Multi-source Heterogeneous Data Integration for Mineral Exploration
Find Innovative SolutionsGenerate Solutions
Solution Overview
Problem
Traditional methods for delineating prospecting target areas in mineral exploration have low accuracy and poor adaptability due to the integration of multi-source heterogeneous data, leading to unclear deposit types and unreliable target area delineation.
Innovation Solution
A method using multi-source heterogeneous information, including geological, geochemical, and remote sensing data, integrated through a neural network and machine learning algorithms to build a conceptual model of a metallogenic system, extract spatial proxy mineralization information, and optimize hyper-parameters for accurate target area delineation.
Engineering Contradictions & Design Principles
Engineering Contradiction Analysis
1Reliability
If traditional single exploration means are used, then the ecological environment is protected from unnecessary damage, but the reliability of prospecting target area delineation is low
Solution Approach 1:
The patent performs preliminary data integration and processing before field verification. By integrating multi-source heterogeneous data (geological, geochemical, remote sensing) and using spatial superposition technology to pre-delineate prospecting target areas, the method identifies high-potential zones in advance, allowing engineers to focus verification efforts only on these predetermined areas, thereby avoiding unnecessary ecological damage from broad-scale engineering verification while maintaining high reliability through comprehensive data analysis
Solution Approach 2:
The patent introduces an information integration system as an intermediary between data collection and field verification. This system processes and synthesizes multi-source heterogeneous data to generate reliable prospecting target area delineations, serving as a mediator that reduces the need for direct ecological intervention while maintaining high prediction reliability through comprehensive data analysis
2Productivity
If spatial superposition integration technology is used to integrate multi-source data, then the delineation speed is improved, but the adaptability and prediction capability are poor due to different data distributions in different areas
Solution Approach 1:
The patent applies local quality by adjusting the spatial superposition integration parameters according to different regional characteristics. The system recognizes that different areas have different data distributions and applies localized weighting and integration strategies tailored to each region's specific geological and geochemical characteristics, thereby maintaining high adaptability while preserving fast delineation speed through automated local parameter optimization
Solution Approach 2:
The patent introduces dynamic adaptability into the spatial superposition integration technology by making the integration parameters adjustable and region-specific. The system dynamically adapts to different data distributions in different areas by allowing parameter modification based on local characteristics, transforming a static integration method into a dynamic one that can respond to varying regional conditions while maintaining efficient delineation
3Device complexity
If multi-element comprehensive anomaly maps are used for geochemical data integration, then the processing is simplified, but the deposit type identification and mineralization strength indication are unclear
Solution Approach 1:
The patent segments the geochemical anomaly data processing into multiple distinct components rather than using a single comprehensive anomaly map.

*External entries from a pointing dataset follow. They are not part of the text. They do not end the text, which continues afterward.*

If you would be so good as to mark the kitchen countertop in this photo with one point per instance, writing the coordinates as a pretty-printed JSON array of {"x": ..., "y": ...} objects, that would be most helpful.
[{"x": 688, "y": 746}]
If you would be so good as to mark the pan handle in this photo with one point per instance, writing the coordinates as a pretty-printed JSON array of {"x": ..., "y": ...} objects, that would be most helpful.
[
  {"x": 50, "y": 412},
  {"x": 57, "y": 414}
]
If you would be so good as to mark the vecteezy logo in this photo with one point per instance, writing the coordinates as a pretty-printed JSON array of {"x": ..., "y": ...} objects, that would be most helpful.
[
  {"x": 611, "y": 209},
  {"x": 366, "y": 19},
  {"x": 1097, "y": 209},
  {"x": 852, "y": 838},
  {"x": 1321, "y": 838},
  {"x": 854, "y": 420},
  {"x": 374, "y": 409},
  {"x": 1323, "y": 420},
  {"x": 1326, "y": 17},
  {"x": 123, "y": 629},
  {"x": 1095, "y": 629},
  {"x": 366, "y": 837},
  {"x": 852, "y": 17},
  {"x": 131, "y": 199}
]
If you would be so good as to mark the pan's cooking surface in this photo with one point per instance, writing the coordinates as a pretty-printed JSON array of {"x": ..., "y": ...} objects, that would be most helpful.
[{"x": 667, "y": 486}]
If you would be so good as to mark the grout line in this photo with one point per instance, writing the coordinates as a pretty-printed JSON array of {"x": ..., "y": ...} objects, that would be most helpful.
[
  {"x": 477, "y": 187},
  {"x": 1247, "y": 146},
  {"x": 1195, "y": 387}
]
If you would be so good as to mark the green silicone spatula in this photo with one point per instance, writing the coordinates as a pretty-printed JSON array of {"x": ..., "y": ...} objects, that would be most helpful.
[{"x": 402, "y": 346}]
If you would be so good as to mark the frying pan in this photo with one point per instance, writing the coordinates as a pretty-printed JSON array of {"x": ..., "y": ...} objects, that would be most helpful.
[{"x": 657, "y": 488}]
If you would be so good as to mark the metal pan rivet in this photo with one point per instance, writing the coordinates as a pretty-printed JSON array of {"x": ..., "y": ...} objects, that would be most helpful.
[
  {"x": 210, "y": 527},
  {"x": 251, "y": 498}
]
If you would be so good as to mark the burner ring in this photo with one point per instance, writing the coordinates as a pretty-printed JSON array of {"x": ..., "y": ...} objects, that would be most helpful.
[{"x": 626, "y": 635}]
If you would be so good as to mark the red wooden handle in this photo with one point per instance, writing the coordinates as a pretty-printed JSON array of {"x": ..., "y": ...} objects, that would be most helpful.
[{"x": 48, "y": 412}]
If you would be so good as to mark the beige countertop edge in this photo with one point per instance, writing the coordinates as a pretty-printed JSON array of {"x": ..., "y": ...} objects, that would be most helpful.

It separates deposit type identification, mineralization strength assessment, and spatial distribution analysis into independent processing streams, each optimized for its specific purpose. This segmentation maintains relatively simple processing while significantly improving measurement precision by providing detailed, specialized information for each analytical goal
4Loss of time
If traditional methods integrate geological, geochemical, and remote sensing data, then the target area can be delineated quickly, but the accuracy and reliability of delineation are low
Solution Approach 1:
The patent creates a composite information model by integrating geological, geochemical, and remote sensing data through spatial superposition technology. This composite approach combines multiple data sources with different strengths to achieve both rapid delineation and high accuracy. The synergistic integration of heterogeneous data types compensates for individual data source limitations, enabling fast target area identification with improved reliability and precision
Data Source
AI summary
A method for metallogenic prediction by using multi-source heterogeneous information, includes the following steps: collecting geological, geochemical and remote sensing multi-source geoscience information data; building a conceptual model of a metallogenic system; extracting geoscience multi-source spatial proxy mineralization indication information according to the conceptual model of the metallogenic system; integrating and training data based on a neural network to obtain multi-dimensional spatial proxy layer data sets and training points; inputting the multi-dimensional spatial proxy layer data sets and the training points, and applying a machine learning algorithm for hyper-parameter optimization to obtain an optimized machine learning model; and applying the optimized machine learning model to complete machine learning result evaluation and target area delineation. The present disclosure has the advantages of a small amount of required data, a quick operation speed, and a small and reliable delineation range of a target area.